Die magischen Portale

Unglaublich. Der erste Monat des neuen Jahres ist vorbei. Die ersten Schritte sind getan, die ersten neuen Wege eingeschlagen. Was wäre ein besserer Moment, um kurz innezuhalten und sich zu besinnen: Bin ich auf dem Kurs, den ich mir für 2026 wünsche?

Vor drei Tagen bin ich von meiner traditionellen Januar-Auszeit zurückgekehrt, in der ich regelmäßig der Bremer Dunkelheit entfliehe. Zehn hellere Tage im Süden Frankreichs liegen hinter mir, wo ich den Vorfrühling riechen konnte, an Sonnentagen schon am Strand von Marseille träumte und täglich Lebensart frühstückte. Zu speisen, das ist in Frankreich heilig.

Und manche Speisen sind Halbgötter: Die Schokoladen-Boutiquen präsentieren ihre Köstlichkeiten inmitten von Farbe, Tüll und Blumen. Die frischen Fische und Schalentiere am nicht endenden Stand auf dem Markt sind das Versprechen eines Festmahls für Gourmets.  

Abends überrasche ich mich selbst: Die Auster, die mir eine Freundin öffnet und mit Zitrone kredenzt, schmeckt großartig. Kurz, Ich schwelge.

Meine Reisebegleitung und ich machen einen Ausflug in die Umgebung von Aix und entdecken im Chateau La Coste einen wundervollen Skulpturenpark mit Ausstellungen von Künstler:innen aus aller Welt, viele von ihnen namhaft, andere auf dem Weg zur Berühmtheit.

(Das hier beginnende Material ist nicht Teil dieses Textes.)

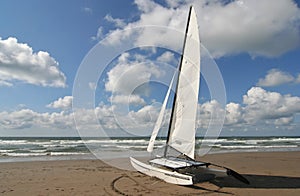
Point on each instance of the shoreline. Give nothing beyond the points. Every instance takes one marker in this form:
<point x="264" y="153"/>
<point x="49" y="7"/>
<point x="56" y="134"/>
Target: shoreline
<point x="269" y="173"/>
<point x="91" y="156"/>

Es gibt Wunschbäume, Bäume des Lichts, ein Labyrinth, eine Höhle, die aus Baumstämmen gewebt ist, Weisheiten die auf Bänke graviert sind, eine riesige Spinne über dem Wasser und vieles mehr.

Besonders angetan haben es mir drei Portale. Ein Künstler namens Tunga, ein Südamerikaner, hat sie in monatelanger Arbeit in der Provence aus einer Vielzahl von Materialien aufgebaut. Für ihn sind die Tore Points of Passage – Übergangspunkte – die von einer Welt in die andere führen.

In den Portalen sind viele Materialen verbaut, etwa ein riesiger Kristall aus der Tschechoslowakei, ein Quartz aus Brasilien und Magnete aus China.

Als ich die Portale inspiziere, sie von unten bestaune, von Weitem, von Nahem, sie betaste und meine Nase ganz dicht an die Kristalle bringe, weil ich vermute, sie duften, frage ich mich, durch welche Portale ich im Jahr 2026 wohl gehen werde. Welche warten auf mich? Welche suche ich?

Ich habe Antworten gefunden und meinen Weg ins Jahr noch einmal korrigiert, mich entschieden, etwas losgelassen und etwas anderes umarmt.

Weil sich das so gut anfühlte, möchte ich euch heute zu einigen Fragen und zum Schreiben einladen und ich bitte euch dabei, eure magische Kompetenz, die Fantasie und das Spielkind in euch einzuladen:

Was bleibt zurück (die Magnete halten es für dich fest)?

Was wird verwandelt (der Kristall entfaltet magische Kräfte)?

Wo führt das Portal hin – was ist dahinter?

Wohin führt der Weg ab hier?

Wer bist du, wenn du durch das Portal gegangen bist?

Welche Wünsche beflügeln dich? (Wunschbaum)

Welche magischen Erlebnisse wirst du haben (magischer Baum des Lichts)?

Schreib aus deinen Antworten eine Geschichte für dein Jahr 2026: Fantasiere, gestalte sie aus, nutze gern die Elemente Portal, Magnet, Wunschbaum oder Baum des Lichts und alles, was dir gefällt. Lass die Geschichte gut enden!

Viel Freude beim Schreiben!

Und wenn du magst, erzähl mir gern von deinen Erkenntnissen und von deiner Geschichte!